What Kopp discovered as the inadequacies of American public education—schools with limited funding, poorly trained teachers, a “disconnect between private-sector needs and public-sector performance,” and skills not adequate for gainful employment—were no different from those elsewhere in the world.

Teach for America has gained such a high degree of credibility over the years that with its acceptance rate of 14 percent, it is said to be tougher to enter than Georgetown and Cornell.

It was inevitable for the 24-year-old Teach for America model to turn global, and for Teach for All to happen. It began as a response to like-minded and concerned individuals from India to Chile to Lebanon, as detailed in the Oct. 28, 2013, issue of Fortune featuring Kopp among the business world’s “50 most powerful women.”

There were others similarly concerned about improving the quality of public education in their countries. At about the same time, Brett Wigdortz, chief strategy adviser and cofounder of Teach for All, was drawing similar inquiries from European neighbors. Wigdortz had also initiated an education-reform program in England called Teach First. It has emerged as the No. 1 recruiter of university graduates in England this year.

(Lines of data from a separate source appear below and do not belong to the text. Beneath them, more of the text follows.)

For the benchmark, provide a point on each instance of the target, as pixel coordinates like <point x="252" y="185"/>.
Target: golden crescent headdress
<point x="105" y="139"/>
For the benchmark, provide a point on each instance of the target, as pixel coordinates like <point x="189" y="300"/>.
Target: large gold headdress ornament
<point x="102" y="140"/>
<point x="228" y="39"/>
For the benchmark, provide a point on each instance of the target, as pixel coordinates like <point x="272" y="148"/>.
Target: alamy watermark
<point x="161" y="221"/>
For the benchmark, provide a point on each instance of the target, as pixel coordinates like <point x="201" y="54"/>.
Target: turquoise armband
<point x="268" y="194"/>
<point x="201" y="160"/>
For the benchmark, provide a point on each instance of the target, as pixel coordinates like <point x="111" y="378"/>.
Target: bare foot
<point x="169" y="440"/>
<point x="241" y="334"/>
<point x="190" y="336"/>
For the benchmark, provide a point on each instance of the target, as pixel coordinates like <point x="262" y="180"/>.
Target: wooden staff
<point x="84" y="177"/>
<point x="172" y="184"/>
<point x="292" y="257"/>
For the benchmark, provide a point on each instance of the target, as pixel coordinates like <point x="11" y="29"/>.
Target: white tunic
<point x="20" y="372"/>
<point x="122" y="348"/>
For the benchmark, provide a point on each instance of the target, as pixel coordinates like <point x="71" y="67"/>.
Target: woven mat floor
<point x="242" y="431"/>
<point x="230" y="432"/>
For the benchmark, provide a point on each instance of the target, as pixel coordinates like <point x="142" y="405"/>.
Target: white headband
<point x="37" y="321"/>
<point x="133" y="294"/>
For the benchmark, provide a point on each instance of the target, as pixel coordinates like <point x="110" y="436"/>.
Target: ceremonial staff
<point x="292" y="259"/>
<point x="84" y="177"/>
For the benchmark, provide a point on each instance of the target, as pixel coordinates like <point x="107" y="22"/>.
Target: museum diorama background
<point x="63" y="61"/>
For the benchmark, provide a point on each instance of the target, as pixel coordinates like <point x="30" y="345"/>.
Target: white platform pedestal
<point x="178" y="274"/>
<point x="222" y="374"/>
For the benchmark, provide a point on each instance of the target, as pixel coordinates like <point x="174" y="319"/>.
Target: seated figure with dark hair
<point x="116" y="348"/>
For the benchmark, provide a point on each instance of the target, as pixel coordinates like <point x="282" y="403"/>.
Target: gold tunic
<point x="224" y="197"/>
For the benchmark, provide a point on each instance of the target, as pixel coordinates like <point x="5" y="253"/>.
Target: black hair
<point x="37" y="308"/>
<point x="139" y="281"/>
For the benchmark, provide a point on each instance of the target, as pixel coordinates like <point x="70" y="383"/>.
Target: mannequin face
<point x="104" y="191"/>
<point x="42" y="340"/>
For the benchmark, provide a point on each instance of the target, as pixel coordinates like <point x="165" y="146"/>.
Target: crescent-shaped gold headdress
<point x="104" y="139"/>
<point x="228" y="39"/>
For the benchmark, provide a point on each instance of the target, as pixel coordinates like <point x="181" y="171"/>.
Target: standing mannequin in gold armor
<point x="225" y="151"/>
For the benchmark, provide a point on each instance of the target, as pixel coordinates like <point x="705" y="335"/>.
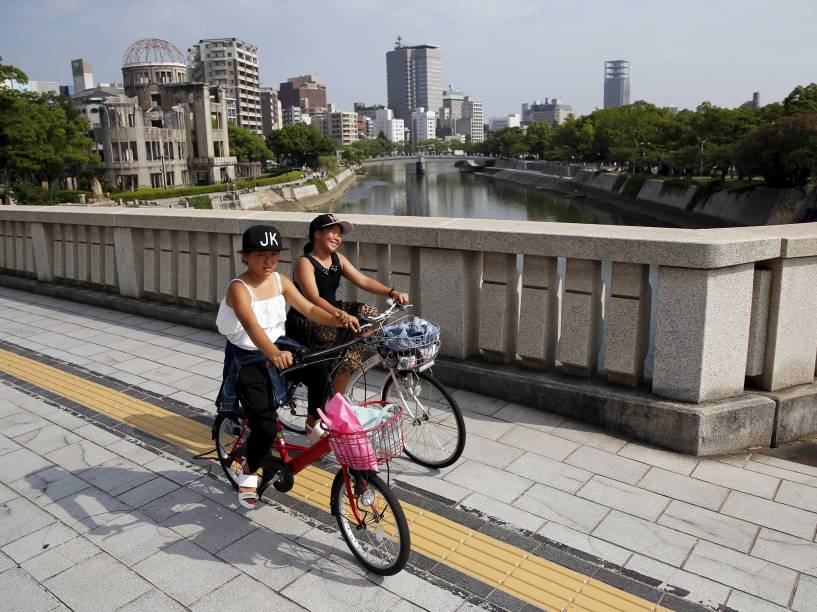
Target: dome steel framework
<point x="152" y="51"/>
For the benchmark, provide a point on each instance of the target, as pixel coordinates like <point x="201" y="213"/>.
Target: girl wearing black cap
<point x="317" y="274"/>
<point x="252" y="317"/>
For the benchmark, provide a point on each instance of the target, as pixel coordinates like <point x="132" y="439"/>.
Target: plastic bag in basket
<point x="347" y="438"/>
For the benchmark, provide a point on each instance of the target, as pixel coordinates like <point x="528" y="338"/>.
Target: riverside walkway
<point x="104" y="505"/>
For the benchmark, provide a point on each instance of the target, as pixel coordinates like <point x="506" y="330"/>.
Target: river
<point x="394" y="188"/>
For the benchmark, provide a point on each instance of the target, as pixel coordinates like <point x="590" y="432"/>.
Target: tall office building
<point x="414" y="77"/>
<point x="271" y="115"/>
<point x="303" y="91"/>
<point x="551" y="111"/>
<point x="616" y="83"/>
<point x="232" y="63"/>
<point x="83" y="75"/>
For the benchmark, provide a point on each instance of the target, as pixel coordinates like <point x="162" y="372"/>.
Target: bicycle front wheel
<point x="433" y="427"/>
<point x="380" y="539"/>
<point x="230" y="448"/>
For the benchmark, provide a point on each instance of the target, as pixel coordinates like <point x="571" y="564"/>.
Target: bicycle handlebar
<point x="302" y="359"/>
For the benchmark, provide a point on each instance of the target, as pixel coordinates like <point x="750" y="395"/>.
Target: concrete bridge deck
<point x="105" y="507"/>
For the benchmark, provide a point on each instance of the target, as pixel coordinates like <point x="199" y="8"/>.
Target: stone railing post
<point x="628" y="323"/>
<point x="791" y="339"/>
<point x="582" y="307"/>
<point x="43" y="242"/>
<point x="449" y="294"/>
<point x="499" y="307"/>
<point x="702" y="332"/>
<point x="130" y="258"/>
<point x="539" y="312"/>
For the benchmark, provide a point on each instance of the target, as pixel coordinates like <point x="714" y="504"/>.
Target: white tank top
<point x="270" y="314"/>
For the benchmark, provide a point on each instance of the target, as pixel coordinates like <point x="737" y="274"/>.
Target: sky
<point x="503" y="52"/>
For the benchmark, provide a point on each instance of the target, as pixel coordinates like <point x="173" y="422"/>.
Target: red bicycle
<point x="368" y="513"/>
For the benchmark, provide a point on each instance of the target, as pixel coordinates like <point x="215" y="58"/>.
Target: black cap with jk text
<point x="261" y="238"/>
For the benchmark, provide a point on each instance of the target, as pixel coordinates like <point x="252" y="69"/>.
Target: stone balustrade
<point x="692" y="316"/>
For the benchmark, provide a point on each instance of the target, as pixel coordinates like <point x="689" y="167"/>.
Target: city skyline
<point x="503" y="55"/>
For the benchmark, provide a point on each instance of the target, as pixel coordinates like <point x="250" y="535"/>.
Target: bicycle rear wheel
<point x="381" y="540"/>
<point x="433" y="427"/>
<point x="293" y="414"/>
<point x="230" y="448"/>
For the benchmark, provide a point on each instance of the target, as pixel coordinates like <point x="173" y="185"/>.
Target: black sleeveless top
<point x="327" y="280"/>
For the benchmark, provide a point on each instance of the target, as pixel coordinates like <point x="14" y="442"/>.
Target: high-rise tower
<point x="232" y="63"/>
<point x="616" y="83"/>
<point x="414" y="77"/>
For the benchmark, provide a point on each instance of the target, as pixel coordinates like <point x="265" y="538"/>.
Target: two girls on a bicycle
<point x="252" y="316"/>
<point x="317" y="274"/>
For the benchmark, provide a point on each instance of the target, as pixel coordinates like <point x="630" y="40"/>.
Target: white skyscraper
<point x="233" y="63"/>
<point x="414" y="77"/>
<point x="423" y="125"/>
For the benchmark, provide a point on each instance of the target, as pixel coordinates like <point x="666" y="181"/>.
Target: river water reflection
<point x="394" y="188"/>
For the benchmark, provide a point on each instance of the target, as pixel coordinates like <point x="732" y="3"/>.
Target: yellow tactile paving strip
<point x="525" y="576"/>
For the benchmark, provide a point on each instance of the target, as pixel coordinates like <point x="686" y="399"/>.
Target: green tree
<point x="300" y="144"/>
<point x="246" y="145"/>
<point x="784" y="152"/>
<point x="802" y="99"/>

It is to the Teach for All network that Teach for the Philippines (TFP) proudly belongs. The obsession with educational equity for all students and the desire for transformative changes in our public school system are much in evidence. As one of the newer members, TFP presently has its first cohort of 53 fellows assigned by the Department of Education in 10 Quezon City public schools where they teach Grade 3 classes. It is the grade level that the DepEd has identified as critical, where the highest number of dropouts take place. Truly, this initiative has only been realized with the tremendous support of the Quezon City government and the DepEd, which has always considered TFP from its previous life as the 11-year-old Sa Aklat Sisikat Foundation as a partner.

Teach for All has been present though TFP’s baby steps, though it runs independently, as do all 32 members of the network across six continents. The TFP fellows, who live in the neighborhood of their schools and make frequent home visits, have just completed a first semester of their two-year teaching contracts. They are neither discouraged that many of their students cannot as yet read nor intimidated by the large class sizes they have. This crop of teachers, for whom education degrees are not a prerequisite, were recruited for the kind of leadership they offer and their desire to truly leave a mark, as the TFP mantra goes.

From 2,000+ applicants last year, only 53 were selected. As TFP prepares to recruit its second cohort for schoolyear 2014-15, we smile at the story that Jaime Augusto Zobel de Ayala was initially aghast but later amused and rather pleased that a keen rival for new graduates is TFP, his wife Lizzie’s organization. Apparently, more and more graduates are interested in teaching instead of corporate jobs.

And this is just to put the Teach for All conference in proper context—with more stories to come.